So - where am I going from here? Well, I will be in Panama through January 10th and there's a lot I hope to accomplish. Currently, my colleagues and I are stranded in Panama City waiting for the transmission on our partner-NGO's truck to get repaired. (Yep - that's how far past perfect we are). We should be out at our research site, Cocobolo Nature Reserve by tomorrow or Wednesday. Once there, I'll be diving into some of the other goals I had initially detailed in my grant, namely strengthening the geographic information system for the nature reserve. Cocobolo Nature Reserve is currently striving for documentation of the carbon they offset through reforestation. To initiate this process, having precise land use maps is even more critical now than when my work began. Thus, I will spend the next few days working with my Panamanian counterpart Emilio to cement and mark the location of 16 permanent monitoring plots that are each 25x40 m and are distributed throughout different land use types. The represented land use types are: primary forest, late secondary forest, early secondary forest, and pasture. Emilio has documented all of the tree species in these plots, giving us detailed data on the amount of carbon sequestered by each forest type.
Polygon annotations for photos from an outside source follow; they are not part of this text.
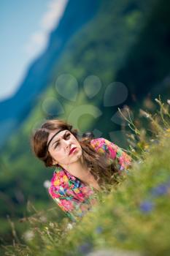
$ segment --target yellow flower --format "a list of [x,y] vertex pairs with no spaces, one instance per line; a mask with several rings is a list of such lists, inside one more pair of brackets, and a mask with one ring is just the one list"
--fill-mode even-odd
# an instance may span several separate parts
[[68,181],[68,178],[66,175],[63,176],[63,181],[67,182]]
[[74,189],[74,192],[75,193],[78,193],[80,191],[79,191],[79,189]]
[[60,184],[60,180],[57,179],[56,181],[54,181],[54,185],[55,186],[58,186]]

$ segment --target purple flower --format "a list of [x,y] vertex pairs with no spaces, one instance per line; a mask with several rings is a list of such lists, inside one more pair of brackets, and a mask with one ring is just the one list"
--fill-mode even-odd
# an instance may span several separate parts
[[103,227],[97,227],[96,229],[96,233],[97,234],[100,234],[103,231]]
[[161,184],[156,187],[154,187],[151,192],[152,195],[158,196],[166,194],[168,192],[168,186],[166,184]]
[[150,201],[144,201],[140,204],[140,210],[143,212],[147,213],[153,209],[153,203]]
[[89,242],[85,242],[78,246],[78,251],[82,254],[87,254],[91,252],[93,244]]

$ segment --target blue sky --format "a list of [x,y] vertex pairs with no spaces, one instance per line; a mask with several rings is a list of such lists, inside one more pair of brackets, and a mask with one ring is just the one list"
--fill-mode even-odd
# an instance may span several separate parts
[[0,101],[12,96],[45,49],[68,0],[1,0]]

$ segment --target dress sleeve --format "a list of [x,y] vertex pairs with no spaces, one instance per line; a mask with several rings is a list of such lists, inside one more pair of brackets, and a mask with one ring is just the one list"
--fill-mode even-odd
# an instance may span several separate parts
[[126,170],[131,165],[131,157],[112,142],[99,138],[92,140],[90,143],[98,153],[105,154],[111,162],[117,161],[120,170]]
[[[66,178],[66,177],[63,178]],[[49,187],[49,194],[63,210],[69,219],[76,222],[80,217],[83,217],[88,211],[91,210],[93,205],[96,202],[93,196],[93,190],[90,187],[84,187],[81,189],[77,186],[77,180],[74,184],[69,182],[60,184],[58,186],[52,181]],[[58,183],[60,180],[58,180]],[[77,184],[76,184],[77,183]]]

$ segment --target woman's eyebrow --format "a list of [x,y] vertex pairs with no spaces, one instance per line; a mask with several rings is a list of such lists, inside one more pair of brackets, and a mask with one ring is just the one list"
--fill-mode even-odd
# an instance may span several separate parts
[[[63,137],[66,135],[66,132],[67,132],[67,131],[65,132],[65,133],[63,135],[63,136],[62,136],[61,138],[63,138]],[[58,140],[55,140],[55,141],[52,144],[52,146],[53,146],[54,143],[55,143],[56,142],[58,142],[58,140],[60,140],[60,139],[61,139],[61,138],[59,138]]]

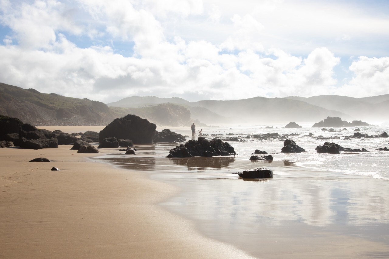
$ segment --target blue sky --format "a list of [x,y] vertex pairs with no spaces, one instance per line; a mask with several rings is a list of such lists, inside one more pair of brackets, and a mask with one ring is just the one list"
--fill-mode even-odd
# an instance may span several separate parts
[[388,94],[388,2],[0,0],[0,82],[105,103]]

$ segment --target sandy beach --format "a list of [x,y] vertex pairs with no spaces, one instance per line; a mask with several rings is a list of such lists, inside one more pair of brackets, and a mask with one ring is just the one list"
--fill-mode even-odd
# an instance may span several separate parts
[[157,205],[177,187],[71,147],[0,149],[0,258],[252,258]]

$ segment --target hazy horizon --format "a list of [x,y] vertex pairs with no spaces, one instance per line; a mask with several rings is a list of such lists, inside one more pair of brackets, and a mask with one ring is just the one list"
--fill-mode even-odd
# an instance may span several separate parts
[[0,82],[105,103],[389,93],[389,3],[0,0]]

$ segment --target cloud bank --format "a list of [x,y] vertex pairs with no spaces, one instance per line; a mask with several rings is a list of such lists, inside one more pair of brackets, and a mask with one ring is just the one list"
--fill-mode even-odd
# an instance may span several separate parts
[[[0,82],[106,103],[133,95],[196,101],[389,93],[386,53],[350,61],[352,47],[342,45],[362,37],[354,28],[361,19],[376,27],[361,25],[360,34],[385,38],[389,33],[377,26],[389,28],[387,17],[357,20],[349,10],[346,18],[356,24],[335,30],[334,21],[344,22],[341,6],[328,28],[303,2],[244,2],[245,9],[196,0],[0,0]],[[318,10],[323,18],[326,10]],[[300,16],[288,23],[287,10]],[[316,31],[302,25],[307,18]],[[301,33],[327,39],[313,44]]]

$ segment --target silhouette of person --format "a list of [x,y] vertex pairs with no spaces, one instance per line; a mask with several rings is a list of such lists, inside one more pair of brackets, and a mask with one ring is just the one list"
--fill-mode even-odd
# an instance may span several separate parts
[[192,124],[191,128],[192,128],[192,136],[196,136],[196,126],[194,126],[194,122]]

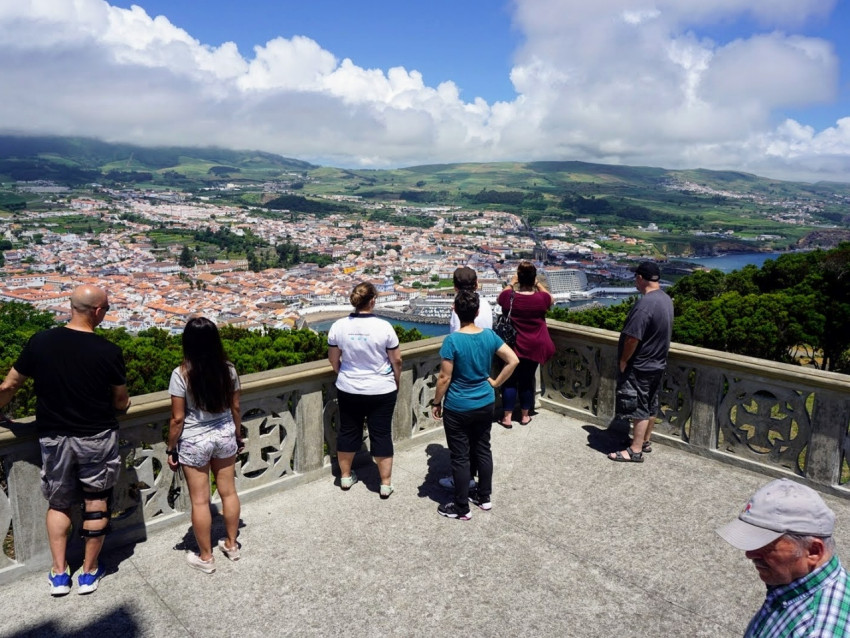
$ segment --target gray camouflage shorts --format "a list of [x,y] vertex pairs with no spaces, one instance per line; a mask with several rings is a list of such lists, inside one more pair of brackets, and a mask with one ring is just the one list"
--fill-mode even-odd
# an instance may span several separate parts
[[236,456],[236,447],[236,424],[228,418],[217,427],[186,438],[181,437],[177,442],[177,458],[180,465],[204,467],[210,459]]

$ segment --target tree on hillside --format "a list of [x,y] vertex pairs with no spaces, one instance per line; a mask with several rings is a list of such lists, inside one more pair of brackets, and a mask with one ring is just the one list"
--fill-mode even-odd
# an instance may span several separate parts
[[180,251],[180,259],[177,263],[183,266],[183,268],[191,268],[195,265],[195,257],[186,244],[183,244],[183,250]]

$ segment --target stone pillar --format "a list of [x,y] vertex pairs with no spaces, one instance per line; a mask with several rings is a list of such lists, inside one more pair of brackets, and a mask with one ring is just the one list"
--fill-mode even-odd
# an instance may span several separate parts
[[825,485],[841,479],[841,452],[847,439],[850,401],[846,397],[819,390],[812,411],[812,438],[806,452],[806,477]]
[[398,400],[393,412],[393,441],[407,441],[413,435],[413,370],[402,369]]
[[717,447],[717,406],[723,391],[723,373],[717,368],[696,368],[694,404],[688,443],[713,450]]
[[303,392],[295,407],[295,471],[318,470],[324,464],[325,429],[321,386]]
[[617,349],[600,346],[599,373],[601,378],[599,380],[599,394],[596,399],[596,416],[605,424],[610,424],[614,420],[619,367]]
[[4,465],[12,509],[15,560],[30,566],[50,565],[50,547],[44,523],[47,501],[41,496],[41,455],[38,448],[35,454],[6,457]]

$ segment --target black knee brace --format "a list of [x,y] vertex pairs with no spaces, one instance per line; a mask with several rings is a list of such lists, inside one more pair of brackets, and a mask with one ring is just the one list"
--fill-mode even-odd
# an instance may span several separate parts
[[[83,492],[83,526],[80,528],[80,536],[85,538],[97,538],[98,536],[106,536],[112,531],[112,488],[101,492]],[[86,500],[97,501],[106,499],[105,512],[88,512],[86,511]],[[86,521],[99,521],[106,519],[106,526],[103,529],[86,529]]]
In order to extrapolate this to the entire reserve, we'll be doing a more fine-grain delineation of forest types throughout the whole property. Translation: I'm in for lots of walking around with a GPS unit!

2 comments:

Unknown said...

Nora -- This research plan allows you to be both past perfect AND future perfect. The Plan B of working with your partner ngo on mapping for carbon offset will also allow you to get the landscape view of the region and new questions related to Chagas will undoubtedly emerge.

npurcell said...

So true! Looking at an environmental health question with a geography lens gave us such a great opportunity to slide fluidly between scales. Returning to a watershed scale rather than the scale of homes was helpful because we could consider how the homes were part of such a complex quilt of land-use patterns.